In a wet year like this one where grade and quality could vary widely, grain marketing consultants are urging their clients to widen the scope of elevators with whom they deal.
This year in particular, a farmer could receive a better grade from the elevator than what the CGC would offer in an appeal, getting his No. 3 bought as No. 2 because of, say, high protein.
“On red spring wheat, it may have really good protein and they can use that protein to blend off, so they may over grade you just to make sure that they get that grain,” explains Letkeman. “The different quality aspects of an individual sample may have value beyond the grade.”
Phoning around different elevators to learn what they’re looking for can really pay off this year.
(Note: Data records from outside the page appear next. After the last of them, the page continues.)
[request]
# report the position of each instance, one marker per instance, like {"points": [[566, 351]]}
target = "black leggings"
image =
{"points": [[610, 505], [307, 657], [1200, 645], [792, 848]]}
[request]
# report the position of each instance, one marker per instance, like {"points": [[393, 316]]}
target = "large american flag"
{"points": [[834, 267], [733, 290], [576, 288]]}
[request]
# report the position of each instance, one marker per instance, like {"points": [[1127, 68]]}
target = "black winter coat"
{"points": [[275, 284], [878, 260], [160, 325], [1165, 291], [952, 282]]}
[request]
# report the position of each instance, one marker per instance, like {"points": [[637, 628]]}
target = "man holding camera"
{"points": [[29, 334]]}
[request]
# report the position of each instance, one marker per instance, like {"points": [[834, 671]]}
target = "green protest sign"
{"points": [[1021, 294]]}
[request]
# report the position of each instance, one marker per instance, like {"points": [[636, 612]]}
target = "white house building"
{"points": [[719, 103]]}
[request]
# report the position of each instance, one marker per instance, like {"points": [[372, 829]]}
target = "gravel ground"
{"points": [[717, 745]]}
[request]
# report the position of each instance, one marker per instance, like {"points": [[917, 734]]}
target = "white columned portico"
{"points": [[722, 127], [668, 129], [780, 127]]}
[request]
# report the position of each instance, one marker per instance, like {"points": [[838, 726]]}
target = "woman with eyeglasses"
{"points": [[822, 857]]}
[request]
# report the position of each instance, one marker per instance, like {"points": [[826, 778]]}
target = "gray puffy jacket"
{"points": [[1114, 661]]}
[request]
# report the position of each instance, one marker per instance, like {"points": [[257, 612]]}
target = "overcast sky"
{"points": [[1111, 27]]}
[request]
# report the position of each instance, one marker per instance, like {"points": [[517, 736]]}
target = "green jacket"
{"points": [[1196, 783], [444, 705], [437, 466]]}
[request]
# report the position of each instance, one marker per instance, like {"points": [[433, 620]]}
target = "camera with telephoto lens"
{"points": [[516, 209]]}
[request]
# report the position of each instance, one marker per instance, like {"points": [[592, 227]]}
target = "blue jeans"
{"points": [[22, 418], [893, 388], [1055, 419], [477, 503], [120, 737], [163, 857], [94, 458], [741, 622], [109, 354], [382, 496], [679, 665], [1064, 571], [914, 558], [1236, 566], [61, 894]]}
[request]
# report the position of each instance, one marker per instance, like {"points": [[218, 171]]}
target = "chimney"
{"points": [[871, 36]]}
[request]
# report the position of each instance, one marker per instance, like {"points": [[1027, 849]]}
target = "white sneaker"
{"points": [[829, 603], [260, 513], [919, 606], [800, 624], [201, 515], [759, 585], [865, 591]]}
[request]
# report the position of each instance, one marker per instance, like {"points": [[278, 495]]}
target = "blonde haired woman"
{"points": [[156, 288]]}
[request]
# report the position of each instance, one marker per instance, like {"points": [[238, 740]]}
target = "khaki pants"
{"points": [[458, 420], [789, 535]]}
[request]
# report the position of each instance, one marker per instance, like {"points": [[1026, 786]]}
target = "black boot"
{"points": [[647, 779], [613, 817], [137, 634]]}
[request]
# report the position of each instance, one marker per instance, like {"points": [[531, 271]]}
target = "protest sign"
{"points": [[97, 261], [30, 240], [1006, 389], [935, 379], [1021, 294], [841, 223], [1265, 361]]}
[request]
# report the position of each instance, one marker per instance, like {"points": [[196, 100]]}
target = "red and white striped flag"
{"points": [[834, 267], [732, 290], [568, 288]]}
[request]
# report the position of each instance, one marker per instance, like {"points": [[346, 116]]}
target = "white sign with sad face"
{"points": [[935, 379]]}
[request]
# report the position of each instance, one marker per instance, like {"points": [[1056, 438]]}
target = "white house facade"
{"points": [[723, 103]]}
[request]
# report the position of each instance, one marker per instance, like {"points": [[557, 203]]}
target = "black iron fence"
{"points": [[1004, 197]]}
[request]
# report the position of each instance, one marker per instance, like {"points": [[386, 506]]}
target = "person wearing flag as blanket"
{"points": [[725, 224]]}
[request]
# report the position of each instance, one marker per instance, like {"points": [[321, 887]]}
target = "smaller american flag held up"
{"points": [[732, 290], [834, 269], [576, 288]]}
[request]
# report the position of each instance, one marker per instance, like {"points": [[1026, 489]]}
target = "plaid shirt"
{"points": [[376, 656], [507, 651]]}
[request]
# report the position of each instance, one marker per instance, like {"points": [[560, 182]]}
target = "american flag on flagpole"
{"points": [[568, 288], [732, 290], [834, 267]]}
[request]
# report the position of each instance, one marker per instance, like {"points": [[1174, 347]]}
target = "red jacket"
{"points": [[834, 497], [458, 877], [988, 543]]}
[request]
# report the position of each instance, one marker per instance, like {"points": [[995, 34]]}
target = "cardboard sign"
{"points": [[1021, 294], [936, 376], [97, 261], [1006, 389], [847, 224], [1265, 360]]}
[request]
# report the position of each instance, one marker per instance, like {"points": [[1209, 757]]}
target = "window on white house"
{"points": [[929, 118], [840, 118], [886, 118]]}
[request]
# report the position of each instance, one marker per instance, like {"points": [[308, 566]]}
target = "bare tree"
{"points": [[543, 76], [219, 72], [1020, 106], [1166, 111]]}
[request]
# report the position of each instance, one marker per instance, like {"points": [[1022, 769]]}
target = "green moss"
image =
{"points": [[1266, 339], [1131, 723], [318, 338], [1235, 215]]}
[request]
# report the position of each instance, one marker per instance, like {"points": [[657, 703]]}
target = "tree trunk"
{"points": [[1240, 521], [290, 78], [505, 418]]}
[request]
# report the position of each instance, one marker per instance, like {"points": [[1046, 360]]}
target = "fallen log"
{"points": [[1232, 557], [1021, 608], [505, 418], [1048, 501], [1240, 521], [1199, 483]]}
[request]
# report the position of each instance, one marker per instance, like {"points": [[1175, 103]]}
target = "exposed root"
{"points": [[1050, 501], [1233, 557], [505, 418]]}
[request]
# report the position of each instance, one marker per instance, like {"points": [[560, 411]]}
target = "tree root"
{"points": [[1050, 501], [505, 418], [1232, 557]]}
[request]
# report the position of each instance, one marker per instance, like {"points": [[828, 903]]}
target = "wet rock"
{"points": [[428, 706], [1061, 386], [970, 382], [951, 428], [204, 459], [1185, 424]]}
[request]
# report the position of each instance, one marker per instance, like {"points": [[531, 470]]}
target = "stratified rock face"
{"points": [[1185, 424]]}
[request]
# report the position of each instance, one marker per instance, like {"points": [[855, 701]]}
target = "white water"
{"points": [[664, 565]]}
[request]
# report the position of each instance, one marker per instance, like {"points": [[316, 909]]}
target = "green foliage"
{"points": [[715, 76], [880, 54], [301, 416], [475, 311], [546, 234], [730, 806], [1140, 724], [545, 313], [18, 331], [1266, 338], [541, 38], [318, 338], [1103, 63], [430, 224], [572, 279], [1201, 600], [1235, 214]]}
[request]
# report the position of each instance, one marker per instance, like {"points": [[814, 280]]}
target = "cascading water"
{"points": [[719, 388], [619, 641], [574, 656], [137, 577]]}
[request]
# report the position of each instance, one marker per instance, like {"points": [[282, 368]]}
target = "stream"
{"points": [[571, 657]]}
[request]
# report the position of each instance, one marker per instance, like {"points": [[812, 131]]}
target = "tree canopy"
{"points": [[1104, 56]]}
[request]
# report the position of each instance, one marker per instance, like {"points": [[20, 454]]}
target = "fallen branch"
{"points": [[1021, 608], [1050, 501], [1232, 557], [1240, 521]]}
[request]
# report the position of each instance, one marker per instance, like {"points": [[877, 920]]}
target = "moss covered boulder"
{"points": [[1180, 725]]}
It helps confirm that what looks like a good deal really is a good one, as a farmer could receive a lower grade at a different location but a better price.
Harvest Sample Program
And to best prepare for negotiating with the elevators, consultants encourage producers to use the CGC’s Harvest Sample Program.
“It’s free, you just send all your samples in, and they’ll send you back an unofficial grade and dockage on your grains, and that gives you somewhat of an idea of what the quality of your grain is, so that when you go and talk to the elevators, you can see who’s going to give you the best deal for what you have based on your protein, moisture, etc.,” says Wittal.
CGC’s Beswitherick says the Harvest Sample Program is far more heavily used than the appeal, to the tune of roughly 8,000 to 10,000 samples a year. And a more challenging year like this one typically results in even more samples.
“It’s really important to have a very solid understanding of what you actually have and then maximize your ability to get as much as you can for what you produce,” says Gehl.